The Main function uses a timer and a collection of BigInteger values seeded with the first prime number, 2, to start things off. The timer is just an easy way to stop processing. (It might be interesting to see how far this thing might run by itself.) The `timer.Elapsed` handler turns off the timer. `BuildPrimes` really does all of the coordination work.

`BuildPrimes` is pretty straight forward. As long as the flag `keepGoing` is true the loop will run and generate primes until you run out of memory. If you moved the primes to a database then you could run the program until you ran out of disk space, but the solution would probably be a lot slower. `IsPrime` and `Sqrt` are the workhorses of the solution. If `IsPrime` returns true then the prime number is added to the collection.

`IsPrime` calls `DivRem` to obtain the remainder of the argument number divided by the test number. If number is evenly divisible by test--a known prime--then the number is not prime and `IsPrime` returns false. In the #If part of the conditional code if test squared is greater than the candidate number then all of the possible known primes that need to be tested have been; that is, if test squared is greater than number then all of the remaining prime numbers are too big to be divisors so number is prime. In the #Else part of the solution the [sample2.jpg] algorithm is used for numbers less than `Double.Max` and the local `Sqrt` method is used when [sample3.jpg] returns `Double.PositiveInfinity`. (Note that `IsPrime` demonstrates how to use `BigInteger.DivRem` and construct a BigInteger from a Double.)

`Sqrt` uses several BigInteger methods and overloaded operators. The first statement in Sqrt converts a BigInteger to a byte array and a bit array by multiplying by 8. The next statement shows the shift right operator for BigInteger which shifts all of the bits right by the number on the right hand side of the operator. The next two statements--`BigInteger.Zero` and New `BigInteger(1)`--demonstrate how to obtain a zero-valued BigInteger and explicitly call the BigInteger constructor. If you look at the rest of the code you will see a call to CompareTo, subtraction, multiplication, and comparison operators for BigInteger.

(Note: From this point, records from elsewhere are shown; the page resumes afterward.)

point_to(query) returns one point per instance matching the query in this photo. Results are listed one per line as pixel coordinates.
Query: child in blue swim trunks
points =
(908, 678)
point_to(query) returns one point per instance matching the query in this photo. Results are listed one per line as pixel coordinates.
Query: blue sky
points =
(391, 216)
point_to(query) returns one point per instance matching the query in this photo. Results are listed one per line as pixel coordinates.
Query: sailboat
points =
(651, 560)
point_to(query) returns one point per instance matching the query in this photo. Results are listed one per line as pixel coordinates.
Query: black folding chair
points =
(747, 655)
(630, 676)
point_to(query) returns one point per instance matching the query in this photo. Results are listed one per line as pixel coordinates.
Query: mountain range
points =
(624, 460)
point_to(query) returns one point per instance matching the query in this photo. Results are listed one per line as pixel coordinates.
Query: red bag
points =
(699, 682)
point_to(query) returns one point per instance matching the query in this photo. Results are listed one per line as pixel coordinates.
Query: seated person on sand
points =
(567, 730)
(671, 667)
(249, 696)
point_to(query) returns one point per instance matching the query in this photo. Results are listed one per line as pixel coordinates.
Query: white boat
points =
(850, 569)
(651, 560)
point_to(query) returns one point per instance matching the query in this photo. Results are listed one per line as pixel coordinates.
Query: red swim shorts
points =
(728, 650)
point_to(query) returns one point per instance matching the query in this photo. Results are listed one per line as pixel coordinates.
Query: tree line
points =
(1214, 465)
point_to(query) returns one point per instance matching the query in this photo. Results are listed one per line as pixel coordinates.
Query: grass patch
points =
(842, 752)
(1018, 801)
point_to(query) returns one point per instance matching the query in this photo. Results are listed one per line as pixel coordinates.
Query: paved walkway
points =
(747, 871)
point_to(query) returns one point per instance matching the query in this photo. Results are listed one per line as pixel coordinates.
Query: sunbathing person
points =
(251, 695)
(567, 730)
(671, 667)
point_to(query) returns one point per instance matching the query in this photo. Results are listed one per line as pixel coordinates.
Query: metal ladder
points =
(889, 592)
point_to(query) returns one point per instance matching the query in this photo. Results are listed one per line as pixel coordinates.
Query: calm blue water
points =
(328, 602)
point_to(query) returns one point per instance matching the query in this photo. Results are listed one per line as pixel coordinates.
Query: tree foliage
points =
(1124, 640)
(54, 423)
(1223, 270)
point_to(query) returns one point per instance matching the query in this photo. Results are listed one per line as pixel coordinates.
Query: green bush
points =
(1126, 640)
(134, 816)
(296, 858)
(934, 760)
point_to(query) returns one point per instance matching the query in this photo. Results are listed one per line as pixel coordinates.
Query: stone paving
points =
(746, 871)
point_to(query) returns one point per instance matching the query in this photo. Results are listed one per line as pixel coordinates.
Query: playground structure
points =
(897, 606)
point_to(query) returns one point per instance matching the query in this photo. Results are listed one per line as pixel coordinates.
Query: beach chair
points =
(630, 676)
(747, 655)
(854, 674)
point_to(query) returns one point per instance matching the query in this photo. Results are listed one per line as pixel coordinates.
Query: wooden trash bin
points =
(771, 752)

When you are ready to test the results of the solution you can try http://primes.utm.edu/curios/includes/primetest.php. Of course, if you have to depend on this solution for some really secret squirrel stuff then carefully debug the `Sqrt` function and check the results against a very reliable source of prime numbers. I wouldn't want to be responsible for a national security crisis.

## Summary

.NET framework 4.0 defines a new type, the BigInteger. The BigInteger can be used for the most part like any other integer number. The biggest difference is that BigInteger has no `MinValue` or `MaxValue` properties and theoretically can consume as much memory as is available on your computer. Really big numbers eventually are going to consume a lot of memory, which may cause performance problems. If you need BigInteger then use it, but if you can work with smaller integer types then use those instead.

Think of BigInteger memory usage in the way that you think of string memory. BigIntegers, like strings, are immutable and can contain a lot of data per instance. If you have huge BigIntegers or big strings you may run into memory problems. That of course doesn't stop you from using strings.